A client on a medical-surgical unit reports pain of 10 on a scale of 0 to 10 and wants more pain medication. The nurse does not think the pain is as bad as the client says. The physician left orders for prn morphine for breakthrough pain. What is the priority nursing action? A) Give the prn morphine B) Hold the medication and wait 30 minutes C) Call the physician to check the order D) Document the client's pain rating on a scale of 0 to 10
A) Give the prn morphine
Pain affects clients in different ways, with no boundaries. Which of the following are possible causes of pain? (Check all that apply.) A) Injury B) Surgery C) Chronic illnesses D) Gender E) No identifiable cause
A) Injury B) Surgery C) Chronic illnesses E) No identifiable cause
Which interventions should a nurse use to collect the subjective data from a client? Select all that apply. A) Listen carefully to the client's description of problem B) Maintain a quiet environment when interviewing C) Provide help if the client is unable to express him- or herself D) Maintain the client's privacy and ensure confidentiality E) Use the numeric rating scale to determine the client's pain
A) Listen carefully to the client's description of problem B) Maintain a quiet environment when interviewing D) Maintain the client's privacy and ensure confidentiality Explanation: The nurse should listen carefully to the client's description of the problem. The nurse should maintain a quiet environment when interviewing to collect subjective data from the client. The nurse should also maintain the client's privacy and ensure confidentiality when collecting subjective data. The nurse should never help the client verbally by adding words or putting words in the client's mouth if the client is unable to explain the problem. When collecting objective data, the nurse may use the numeric rating scale to determine the client's pain.

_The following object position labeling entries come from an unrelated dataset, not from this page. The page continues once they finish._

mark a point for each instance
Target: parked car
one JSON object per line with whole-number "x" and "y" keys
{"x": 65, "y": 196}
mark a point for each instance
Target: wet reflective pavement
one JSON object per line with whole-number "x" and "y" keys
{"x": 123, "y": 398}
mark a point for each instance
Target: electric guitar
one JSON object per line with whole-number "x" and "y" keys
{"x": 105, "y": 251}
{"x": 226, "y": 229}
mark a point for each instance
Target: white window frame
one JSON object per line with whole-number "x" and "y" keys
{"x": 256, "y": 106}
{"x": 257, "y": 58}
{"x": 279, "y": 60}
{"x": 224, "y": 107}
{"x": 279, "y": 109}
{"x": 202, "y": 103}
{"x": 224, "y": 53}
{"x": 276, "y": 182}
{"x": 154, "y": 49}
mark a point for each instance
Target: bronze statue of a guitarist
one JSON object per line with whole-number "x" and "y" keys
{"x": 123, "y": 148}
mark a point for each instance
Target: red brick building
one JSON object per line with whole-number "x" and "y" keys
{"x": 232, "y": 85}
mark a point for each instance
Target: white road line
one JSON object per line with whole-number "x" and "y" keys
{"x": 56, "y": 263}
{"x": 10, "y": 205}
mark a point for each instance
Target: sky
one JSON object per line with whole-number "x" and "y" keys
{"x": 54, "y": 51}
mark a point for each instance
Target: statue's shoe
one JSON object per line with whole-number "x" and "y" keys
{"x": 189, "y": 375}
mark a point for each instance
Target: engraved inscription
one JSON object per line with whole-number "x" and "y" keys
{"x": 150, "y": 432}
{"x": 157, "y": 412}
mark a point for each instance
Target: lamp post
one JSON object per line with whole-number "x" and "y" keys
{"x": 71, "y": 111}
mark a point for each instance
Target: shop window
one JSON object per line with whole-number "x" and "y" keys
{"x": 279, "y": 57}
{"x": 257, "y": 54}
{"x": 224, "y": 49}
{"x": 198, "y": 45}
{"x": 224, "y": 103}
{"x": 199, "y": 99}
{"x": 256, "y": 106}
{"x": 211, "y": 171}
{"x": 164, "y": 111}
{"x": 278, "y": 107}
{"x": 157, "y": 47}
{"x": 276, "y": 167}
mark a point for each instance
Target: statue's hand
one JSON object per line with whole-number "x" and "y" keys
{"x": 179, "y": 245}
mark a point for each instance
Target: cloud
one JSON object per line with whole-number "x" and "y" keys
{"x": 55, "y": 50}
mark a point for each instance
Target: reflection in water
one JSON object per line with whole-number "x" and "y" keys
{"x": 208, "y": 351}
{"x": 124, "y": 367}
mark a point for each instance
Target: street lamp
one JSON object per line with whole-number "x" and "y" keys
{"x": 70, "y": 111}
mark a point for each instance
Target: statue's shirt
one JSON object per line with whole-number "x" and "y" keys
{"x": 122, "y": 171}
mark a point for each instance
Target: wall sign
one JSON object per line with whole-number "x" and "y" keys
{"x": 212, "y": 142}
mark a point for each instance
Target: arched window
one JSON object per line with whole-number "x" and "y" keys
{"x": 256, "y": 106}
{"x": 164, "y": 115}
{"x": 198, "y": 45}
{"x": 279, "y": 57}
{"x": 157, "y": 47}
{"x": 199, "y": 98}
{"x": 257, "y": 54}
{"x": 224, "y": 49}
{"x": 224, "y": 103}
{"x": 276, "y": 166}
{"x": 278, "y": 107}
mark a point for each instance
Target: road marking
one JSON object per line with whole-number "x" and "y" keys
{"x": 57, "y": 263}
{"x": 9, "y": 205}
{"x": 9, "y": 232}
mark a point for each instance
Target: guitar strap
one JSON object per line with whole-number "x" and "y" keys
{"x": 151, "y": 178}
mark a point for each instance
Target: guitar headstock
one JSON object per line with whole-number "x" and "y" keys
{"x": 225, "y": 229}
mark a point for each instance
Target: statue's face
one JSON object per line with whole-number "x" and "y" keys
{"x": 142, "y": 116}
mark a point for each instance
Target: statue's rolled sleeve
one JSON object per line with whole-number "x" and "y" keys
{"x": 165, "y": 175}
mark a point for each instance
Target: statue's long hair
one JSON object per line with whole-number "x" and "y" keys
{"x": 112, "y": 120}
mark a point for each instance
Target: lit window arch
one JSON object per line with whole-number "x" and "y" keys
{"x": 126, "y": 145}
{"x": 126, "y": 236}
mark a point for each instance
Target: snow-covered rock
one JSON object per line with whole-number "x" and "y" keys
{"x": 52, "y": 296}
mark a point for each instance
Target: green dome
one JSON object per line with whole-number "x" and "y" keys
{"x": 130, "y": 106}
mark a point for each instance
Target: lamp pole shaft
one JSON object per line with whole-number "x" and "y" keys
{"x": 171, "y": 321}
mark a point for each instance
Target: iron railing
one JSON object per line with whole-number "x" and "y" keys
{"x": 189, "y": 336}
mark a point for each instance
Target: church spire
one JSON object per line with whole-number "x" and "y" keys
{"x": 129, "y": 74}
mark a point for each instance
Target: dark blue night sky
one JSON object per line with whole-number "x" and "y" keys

Which would the nurse recognize as an example of visceral pain? Select all that apply. A) Liver pain B) Gallbladder pain C) Pancreatic pain D) Burn pain E) Muscular pain
A) Liver pain B) Gallbladder pain C) Pancreatic pain
The nurse understands the importance of performing an accurate pain assessment. In addition to having the client rate the pain on a pain scale, other things to assess are the following: (Check all that apply.) A) Location and duration B) Quality and description C) Diet and allergies D) Alleviating and aggravating factors E) Urine output and pulse oximetry value
A) Location and duration B) Quality and description D) Alleviating and aggravating factors
Which of the following principles should the nurse integrate into the pain assessment and pain management of pediatric clients? A) Pain assessment may require multiple methods in order to ensure accurate pain data. B) The developing neurological system children transmits less pain than in older clients. C) Pharmacologic pain relief should be used only as an intervention of last resort. D) A numeric scale should be used to assess pain if the child is older than 5 years of age.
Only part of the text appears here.